Nervousness during exams is a problem for many students, especially when faced with the task of writing multiple full length essays under a time limit. However, it is definitely possible to evade those pesky exam nerves through these practical solutions, which I personally found useful during my A-Level English Literature exams.
When first encountering unseen extracts and a blank page, it is easy to panic and feel that you suddenly can’t remember any of your revised material. However, it is worth noting that the ‘perfect exam question’ is a rare, even mythical phenomenon, and that you almost definitely remember more than you think. Some people find that highlighting key terms in the question or parts of the extract grounds them when in a flurry of exam nerves, and if you are really struggling with blank mind to match your blank answer booklet, I have found that it helps to get the ball rolling by taking a couple of seconds to jot down a few quick ideas in no particular order. This could mean your initial reaction to the author’s tone, any wider reading that it might remind you of or quick notes about interesting uses of structure. Remember to cross your brief ramblings out thoroughly though, and to write a more structured plan before you begin your essay! Find out what works best for you, and breathe.
Planning your essay is crucial to a good exam answer, and it is worth investing a decent amount of time in assembling your ideas and any wider reading/ supportive material. Planning will also help you to calm your nerves and focus your thoughts. Whilst different people have different preferences regarding the level of detail in their essay plans, it is generally a good idea to sequence your ideas into paragraphs, with an introduction, conclusion and 3-5 solid points, with some idea of how these points might ‘flow’ into each other. It is also OK to allow yourself a degree of flexibility regarding your plan: if halfway through writing you feel that the essay would flow better if the points were slightly rearranged or you have additional ideas you want to include, do not allow this to cause you stress. The plan is something you create for yourself as a structural guide, and so long as you keep the time constraints in mind you can feel free to make small amendments.

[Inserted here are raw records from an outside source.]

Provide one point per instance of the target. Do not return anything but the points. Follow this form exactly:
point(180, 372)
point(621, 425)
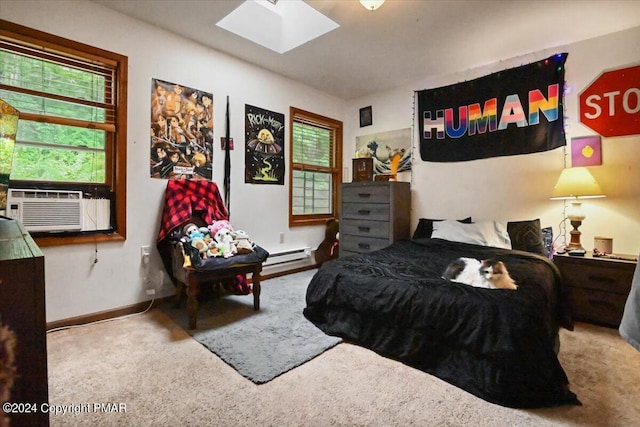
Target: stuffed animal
point(242, 241)
point(196, 237)
point(222, 244)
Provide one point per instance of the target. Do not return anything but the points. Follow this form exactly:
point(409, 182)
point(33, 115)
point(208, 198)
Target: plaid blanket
point(185, 199)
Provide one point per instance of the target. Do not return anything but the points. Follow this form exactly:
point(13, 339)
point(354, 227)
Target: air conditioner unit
point(46, 210)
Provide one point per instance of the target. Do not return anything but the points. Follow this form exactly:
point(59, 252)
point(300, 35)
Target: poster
point(181, 132)
point(383, 147)
point(264, 146)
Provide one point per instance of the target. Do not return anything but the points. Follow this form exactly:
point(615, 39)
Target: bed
point(500, 345)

Getting your introduction out of the way and writing your juicy comparison points can seem difficult when suffering with exam nerves, and it is important to not spend too long on this part of your essay. Luckily, there are ways to make your introduction as painless as possible. It certainly is not a good idea to try to memorise sections of your previous essays and attempt to regurgitate them in exam conditions, but there are certain features of essays which are universally useful to begin with. For example, if asked to compare two extracts, you might begin by observing that whilst they are written in different contexts by different authors, they share similarities concerning ‘x’ theme. It also is a good idea to introduce each extract with a very brief, one line synoptic summation, perhaps hinting at the main comparisons you will be making. This way, you can quickly move on to the bulk of your essay with a calmer thought process, having quickly set down a solid introduction.
When writing in exam conditions it is vitally important to stay aware of how much time you have left, and to leave a few minutes for rereading your paper to check for grammar errors or spelling mistakes. By planning in advance how long you need to spend on each question or paragraph of your essay you can avoid nasty surprises and stay calmer throughout your exam.
One of the best ways to avoid nervousness before or during an exam is to practise planning and writing responses to past papers. Writing your responses under exam conditions is certainly a good idea if you are worried about exam nerves, and sometimes it helps to examine past papers together with friends to compare approaches and thought processes, or simply to help motivate each other.
Ultimately, everyone responds differently to exam pressure, and thus develops different approaches to dealing with it. I hope that this guide is useful for anyone struggling with exam nerves as I often did and still do, and would be very glad to help nervous students to find a coping strategy which helps with their individual anxieties. Remember that it’s perfectly OK to be nervous before or during an exam, and the important thing is that you don’t let it stand between you and the success that you deserve!